Gqeberha, by contrast, was already experiencing a shutting down of economic supporters in the area, Lekhelebana said, citing examples like a tyre manufacturer that closed, Aspen Pharmacare reducing its production lines, and one of the big five accounting firms closing its offices. “Sadly, things have been exacerbated in the wake of the pandemic.
“This certainly has negatively impacted the rental market resulting in high churn as people have to vacate their flats due to the economic pressures.”
On the plus side, Transnet National Ports Authority is planning to move its head office operations, currently split between Johannesburg and Durban, to Gqeberha. “[This] is expected to bring approximately 400 new families into the city [which] will provide a significant boost to the rental market – and hopefully is a sign of more things to come to the city,” Lekhelebana said.
Velda Derrocks, TUHF’s Regional Manager for the Cape region, said that despite the challenges in Gqeberha, with a new coalition government that has been established in the lead up to the pending municipal election, there appears to be a lot of optimism brought about by the change.
“Town planning for the area has always been effective, but like all municipalities, things were a bit slow due to people working from home in the earlier phases of the lockdowns and COVID-19 restrictions.
“Contributing to this optimism is the potential for student rental accommodation in Gqeberha, as the demand for student rentals in Gqeberha remains as high as in East London.”
Lekhelebana said East London continues to have good demand for residential units. “It is worth noting that we have achieved 100% let-up of a 46-unit development in Belgravia, essentially at the peak of the second wave of COVID-19 infections. This clearly indicates demand for well-located, well-operated, clean and affordable housing units.
“We are also working with a client on a new development in East London that will be completed soon and offer approximately 108 units. Once completed, the pace of let-up of this development will also tell us exactly what the market demand is now – and towards a post-COVID future.”
He said developments in the inner-city would continue to be driven by demand for student residents. “As such, the local government must do everything it can to ensure it is an attractive space for students by getting rid of vagrancy and reducing the amount of crime in the area. We also anticipate demand in areas closer to the industrial districts like Sydenham and Sidwell.”
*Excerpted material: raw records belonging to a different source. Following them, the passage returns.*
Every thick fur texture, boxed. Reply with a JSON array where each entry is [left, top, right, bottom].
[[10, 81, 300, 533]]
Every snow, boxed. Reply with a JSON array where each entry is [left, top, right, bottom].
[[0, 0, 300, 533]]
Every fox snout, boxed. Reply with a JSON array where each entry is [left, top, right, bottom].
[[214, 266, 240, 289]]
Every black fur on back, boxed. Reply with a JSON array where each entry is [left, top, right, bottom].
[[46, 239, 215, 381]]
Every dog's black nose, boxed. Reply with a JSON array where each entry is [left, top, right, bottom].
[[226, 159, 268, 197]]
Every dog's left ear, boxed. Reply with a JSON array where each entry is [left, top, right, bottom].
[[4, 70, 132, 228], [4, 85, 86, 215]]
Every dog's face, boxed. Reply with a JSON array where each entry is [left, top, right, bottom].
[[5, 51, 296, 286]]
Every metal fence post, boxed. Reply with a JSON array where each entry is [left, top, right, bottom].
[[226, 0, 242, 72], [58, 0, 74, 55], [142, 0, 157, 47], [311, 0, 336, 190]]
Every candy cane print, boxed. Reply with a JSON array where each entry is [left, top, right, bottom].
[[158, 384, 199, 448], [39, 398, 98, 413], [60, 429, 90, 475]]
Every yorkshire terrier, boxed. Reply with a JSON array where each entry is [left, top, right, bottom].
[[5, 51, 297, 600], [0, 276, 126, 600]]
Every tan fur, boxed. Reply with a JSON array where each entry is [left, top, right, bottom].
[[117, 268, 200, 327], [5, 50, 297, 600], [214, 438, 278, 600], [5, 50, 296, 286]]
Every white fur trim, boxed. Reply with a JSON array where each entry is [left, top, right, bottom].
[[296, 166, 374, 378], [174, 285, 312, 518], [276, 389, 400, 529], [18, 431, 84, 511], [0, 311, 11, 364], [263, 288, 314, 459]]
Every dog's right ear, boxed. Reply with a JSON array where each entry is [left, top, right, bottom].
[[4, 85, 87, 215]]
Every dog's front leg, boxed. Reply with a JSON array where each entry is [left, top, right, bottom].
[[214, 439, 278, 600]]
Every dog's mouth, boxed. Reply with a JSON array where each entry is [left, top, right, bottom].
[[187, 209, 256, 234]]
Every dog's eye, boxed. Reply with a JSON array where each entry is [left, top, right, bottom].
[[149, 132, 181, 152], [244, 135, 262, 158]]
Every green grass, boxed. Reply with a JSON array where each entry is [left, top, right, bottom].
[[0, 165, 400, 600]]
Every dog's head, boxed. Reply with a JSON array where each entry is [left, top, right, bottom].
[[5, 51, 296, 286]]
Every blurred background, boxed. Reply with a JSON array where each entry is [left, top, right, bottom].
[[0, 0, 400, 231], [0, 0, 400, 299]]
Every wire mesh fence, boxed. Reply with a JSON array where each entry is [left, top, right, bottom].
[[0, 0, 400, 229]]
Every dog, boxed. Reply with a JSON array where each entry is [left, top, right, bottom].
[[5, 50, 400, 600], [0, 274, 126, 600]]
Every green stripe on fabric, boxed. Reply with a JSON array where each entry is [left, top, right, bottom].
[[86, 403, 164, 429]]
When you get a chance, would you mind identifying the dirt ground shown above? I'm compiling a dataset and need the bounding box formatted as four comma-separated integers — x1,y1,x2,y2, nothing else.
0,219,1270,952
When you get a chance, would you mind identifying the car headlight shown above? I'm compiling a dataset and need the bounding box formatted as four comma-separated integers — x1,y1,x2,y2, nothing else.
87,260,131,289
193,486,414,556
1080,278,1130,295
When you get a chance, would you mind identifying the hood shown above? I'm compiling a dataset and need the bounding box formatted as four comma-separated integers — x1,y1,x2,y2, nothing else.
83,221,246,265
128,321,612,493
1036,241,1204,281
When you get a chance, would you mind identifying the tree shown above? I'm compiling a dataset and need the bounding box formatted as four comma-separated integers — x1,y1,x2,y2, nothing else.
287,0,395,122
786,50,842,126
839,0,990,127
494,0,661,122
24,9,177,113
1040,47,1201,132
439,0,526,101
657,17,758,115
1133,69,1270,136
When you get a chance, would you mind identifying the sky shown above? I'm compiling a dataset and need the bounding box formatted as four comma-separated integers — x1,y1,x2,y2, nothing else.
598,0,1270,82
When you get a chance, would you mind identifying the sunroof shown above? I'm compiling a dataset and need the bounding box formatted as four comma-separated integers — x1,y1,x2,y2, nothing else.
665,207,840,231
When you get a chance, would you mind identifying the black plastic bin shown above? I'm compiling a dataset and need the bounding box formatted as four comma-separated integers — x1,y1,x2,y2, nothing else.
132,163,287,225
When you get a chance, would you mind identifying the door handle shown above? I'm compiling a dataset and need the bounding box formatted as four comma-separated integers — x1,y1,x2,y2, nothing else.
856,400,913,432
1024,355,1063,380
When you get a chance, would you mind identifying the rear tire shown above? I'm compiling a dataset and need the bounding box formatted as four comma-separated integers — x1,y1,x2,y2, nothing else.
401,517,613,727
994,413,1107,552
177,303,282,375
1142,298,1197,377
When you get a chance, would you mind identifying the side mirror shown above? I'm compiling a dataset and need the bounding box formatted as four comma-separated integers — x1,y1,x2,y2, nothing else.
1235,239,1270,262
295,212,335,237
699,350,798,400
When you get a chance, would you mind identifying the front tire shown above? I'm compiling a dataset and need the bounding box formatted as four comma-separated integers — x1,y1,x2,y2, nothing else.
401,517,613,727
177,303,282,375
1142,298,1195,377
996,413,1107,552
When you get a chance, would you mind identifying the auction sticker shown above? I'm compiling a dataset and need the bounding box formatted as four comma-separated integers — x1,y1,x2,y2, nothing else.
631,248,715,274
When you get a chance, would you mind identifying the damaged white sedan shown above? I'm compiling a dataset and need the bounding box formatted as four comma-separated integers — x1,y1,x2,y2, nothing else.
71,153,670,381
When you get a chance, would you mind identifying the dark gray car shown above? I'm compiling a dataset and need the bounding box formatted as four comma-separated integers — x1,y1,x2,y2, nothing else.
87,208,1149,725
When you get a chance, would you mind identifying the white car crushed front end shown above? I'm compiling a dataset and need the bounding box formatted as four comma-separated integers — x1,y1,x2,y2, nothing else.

Lekhelebana said TUHF would also be looking at other development corridors closer to the universities and campus areas such as the Medical School of the Nelson Mandela University and other areas such as Algoa Park.
“From an East London perspective, we will continue to operate in those areas that have offered us solid opportunities. Other potential areas for development include the West Bank, Chiselhurst, and Cambridge for residential units,” he said.